When you hit a brick wall on a creative project, so often you just keep working and pushing yourself. You tell yourself you can do it, and you keep going, even when the quality isn’t so great. You believe that if you just keep at it, you’ll break through the wall.

I’ve described this before as “beating your head against the wall until something breaks.”

But usually, what breaks is your brain.

Creativity can’t be forced. Of course pushing yourself to keep finding new ideas is part of creativity too, but everyone eventually hits a point where the ideas stop flowing. Even the most experienced of us, while we have a reliable process that helps on days when our creativity won’t cooperate, still hit that brick wall.

And this can happen because we see creativity as something to be extracted, like squeezing juice from an orange. But eventually every orange runs out of juice.

So often all we need to do is get out of the way and let creativity work. Take a step back, and you will find that the solution you have been searching for will find you.

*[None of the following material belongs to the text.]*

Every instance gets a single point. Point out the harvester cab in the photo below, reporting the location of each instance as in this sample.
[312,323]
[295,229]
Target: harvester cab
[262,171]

Psychologists have found fascinating insights into how creativity works, and you can use this knowledge to get out of the way and allow your creativity to re-engage.

Step back and do something else

Your creativity is hard at work without you realizing it. Your subconscious mind is constantly turning over the problem in limitless ways, searching for new creative ideas. And, instead of trying to force yourself to find new ideas when they seem to be running dry, just take a break.

Don’t work harder. In fact, don’t work. Let your subconscious process for a while in the background.

The next time you sit down to consider the problem, you will have all kinds of new ideas. And, it’s even possible you’ll suddenly have a great idea in the middle of the night, while taking a shower, or while you’re driving to work. This happens because your subconscious is working. So take a break, and let it work.

Seek new inputs

Psychologists define creativity as finding novel connections between seemingly unrelated ideas. Therefore, if you learn new, different ideas and information, your creativity will have more data with which to form connections. So, seek new inputs: try new things, visit a new place, or do something you’ve never done before. This will help your subconscious mind in its search for new novel ideas.

Give the bad ideas a home

In order to have new ideas, you need to clear out your brain storage. So often, creatives don’t want to acknowledge our bad ideas. We are embarrassed of them, and we feel that writing bad ideas down or giving them form is a failure. But you need to know that everyone has bad ideas, and even more so that having bad ideas is a natural part of creativity. If you want more ideas, you need to get the bad ideas out of the way. Write them down. Acknowledge and record them. And when they are off your mind, you’ll finally have capacity to think of something new.

The struggle is normal

Struggling with creativity is normal, and everyone faces it (even those who don’t work in creative professions). Our minds are not computers; they are vastly more complex and insightful, even if we can’t always predict when and how they will work.

Acceptance of how your creativity works is an important step to becoming a more reliable creative professional. Your process will help you find ideas without needing to rely completely upon creativity, but setting up conditions to foster creativity is equally as productive and useful.